# 17" Black Steel Wheels



## RONK (Jan 22, 2008)

Does anyone know a manufacture of 17" black steel wheels,something I can use without the Dodge Hubcap?Thanks.


----------



## RacingZR (Nov 14, 2009)

If you're looking for a 2nd set of wheels for some snow tires or something like that just go to a junk yard. They should have something that will wprk for you. Pretty sure VIP can get some fairly cheap wheels.
FYI- If this is the case, get some 16" wheels and save some $$$ on tires.


----------



## JohnnyU (Nov 21, 2002)

You're not going to get away with running 16's on any 3rd Gen Ram. 


I bought a set of 17" ProComp steelies from 4wheelparts. The 17x8's were about $90/each.


----------



## RacingZR (Nov 14, 2009)

That could very well be, good to know.


----------



## CarCrazed4Life (Dec 5, 2005)

SummitRacing, Cragar Soft 8 wheels.


----------



## hi_octane (Dec 7, 2006)

i took the cover covers off my stock wheels and did a fresh coat of paint http://www.plowsite.com/showthread.php?t=84197


----------



## JDiepstra (Sep 15, 2008)

JohnnyU;903792 said:


> You're not going to get away with running 16's on any 3rd Gen Ram.
> 
> I bought a set of 17" ProComp steelies from 4wheelparts. The 17x8's were about $90/each.

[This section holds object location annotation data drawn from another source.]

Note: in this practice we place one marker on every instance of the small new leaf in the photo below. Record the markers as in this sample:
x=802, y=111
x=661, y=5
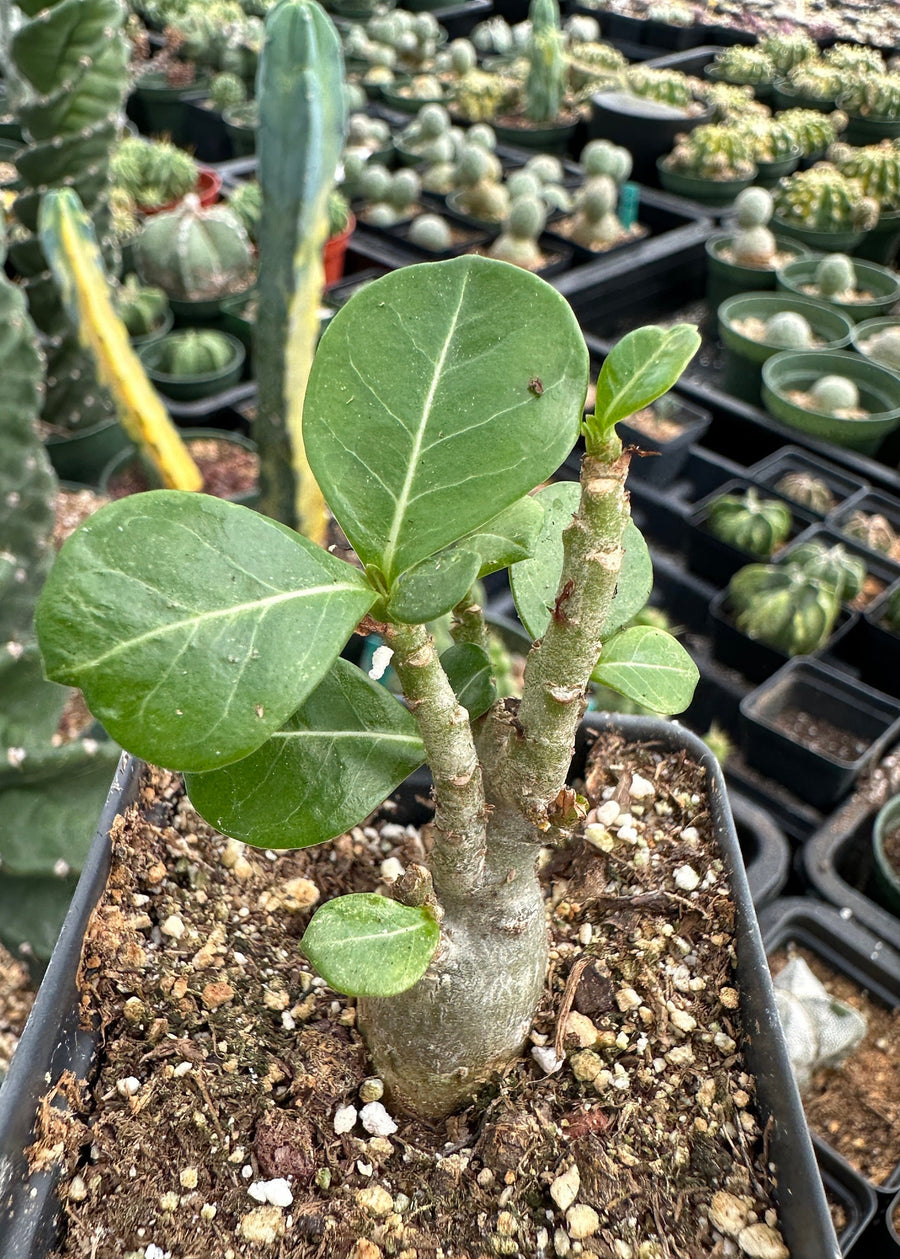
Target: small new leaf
x=647, y=665
x=366, y=946
x=638, y=369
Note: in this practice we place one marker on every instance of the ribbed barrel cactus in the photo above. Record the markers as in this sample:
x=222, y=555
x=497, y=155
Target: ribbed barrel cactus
x=753, y=524
x=822, y=199
x=195, y=253
x=784, y=607
x=807, y=490
x=67, y=76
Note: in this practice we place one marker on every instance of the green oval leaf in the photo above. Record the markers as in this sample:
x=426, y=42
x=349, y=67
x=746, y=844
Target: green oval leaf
x=368, y=946
x=468, y=669
x=433, y=587
x=638, y=369
x=441, y=394
x=647, y=665
x=534, y=582
x=194, y=627
x=340, y=754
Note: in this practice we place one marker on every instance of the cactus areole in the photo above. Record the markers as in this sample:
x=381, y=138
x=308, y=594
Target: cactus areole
x=439, y=398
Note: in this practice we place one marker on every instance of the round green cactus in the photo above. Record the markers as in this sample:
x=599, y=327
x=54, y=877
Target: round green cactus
x=835, y=565
x=789, y=331
x=753, y=524
x=517, y=242
x=872, y=530
x=822, y=199
x=806, y=490
x=193, y=353
x=884, y=348
x=743, y=64
x=835, y=275
x=876, y=168
x=833, y=394
x=784, y=607
x=713, y=151
x=141, y=309
x=194, y=253
x=431, y=232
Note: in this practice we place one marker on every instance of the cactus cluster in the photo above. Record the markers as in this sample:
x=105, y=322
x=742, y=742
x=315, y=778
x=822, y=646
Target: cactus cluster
x=807, y=491
x=875, y=168
x=713, y=151
x=152, y=173
x=749, y=523
x=783, y=606
x=822, y=199
x=517, y=242
x=743, y=64
x=67, y=87
x=194, y=253
x=753, y=243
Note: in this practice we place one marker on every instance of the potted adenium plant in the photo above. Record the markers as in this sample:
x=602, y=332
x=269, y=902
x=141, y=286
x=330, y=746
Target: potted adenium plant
x=439, y=397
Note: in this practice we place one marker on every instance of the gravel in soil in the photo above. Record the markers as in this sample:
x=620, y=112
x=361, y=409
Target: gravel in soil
x=234, y=1112
x=820, y=735
x=227, y=470
x=856, y=1107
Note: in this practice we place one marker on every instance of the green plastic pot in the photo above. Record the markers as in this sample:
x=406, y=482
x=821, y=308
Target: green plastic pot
x=879, y=394
x=130, y=455
x=726, y=280
x=823, y=242
x=880, y=281
x=744, y=358
x=708, y=191
x=870, y=327
x=82, y=455
x=886, y=875
x=193, y=388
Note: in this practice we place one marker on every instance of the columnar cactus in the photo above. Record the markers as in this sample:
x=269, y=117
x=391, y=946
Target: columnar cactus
x=783, y=606
x=753, y=524
x=545, y=84
x=517, y=242
x=302, y=126
x=67, y=77
x=876, y=168
x=822, y=199
x=713, y=151
x=195, y=253
x=753, y=243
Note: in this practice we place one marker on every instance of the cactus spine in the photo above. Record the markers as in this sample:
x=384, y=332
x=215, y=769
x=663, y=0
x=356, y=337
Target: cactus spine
x=67, y=76
x=68, y=241
x=302, y=124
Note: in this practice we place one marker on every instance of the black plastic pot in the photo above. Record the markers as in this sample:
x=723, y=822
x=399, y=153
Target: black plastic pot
x=767, y=854
x=823, y=694
x=660, y=462
x=850, y=949
x=792, y=458
x=52, y=1041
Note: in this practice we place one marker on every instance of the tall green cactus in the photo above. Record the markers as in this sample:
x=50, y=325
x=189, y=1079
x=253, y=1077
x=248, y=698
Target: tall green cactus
x=545, y=84
x=49, y=793
x=302, y=125
x=67, y=73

He's right. The brakes are too big.


----------



## M1N1TRK (Dec 30, 2008)

I have a set of the crager black soft 8 rims on my truck that I use for the winter time, they come with center caps but you dont need to use them if you dont want to, I got them from Town fair tire along with all 4 snowtires, new lugs, and blah blah blah from them for under a grand, www.jegs.com also sells those same rims and they are cheaper then summit racing


----------



## jomofo (Apr 26, 2008)

I had an unusually hard time coming up with some 17x8's here in CO over the summer. Finally did order some, only to have 17x9's show up. Contacted the distributor and they said they were fresh out of 17x8's. Sent them back and haven't looked into it since - figured I'd look again when it's time to replace my summer tires.


----------



## JDiepstra (Sep 15, 2008)

CarCrazed4Life;905408 said:


> SummitRacing, Cragar Soft 8 wheels.


He needs 8 lug rims.


----------



## M1N1TRK (Dec 30, 2008)

Mine are 8 lugs they sell and make them both ways

Jomofo you should check out www.jegs.com they sell them in the 8 inch with and they dont cost any more then 75 bucks from them and it is saying that they would ship today if ordered today


----------



## T&M SnowMan (Sep 29, 2008)

Rock crawler black steel rims, reasonable priced, procomp makes some as well....4wheelparts and this is the time of year clearance sales are floating around...I got 900 rims (4) for 500 shipped last winter


----------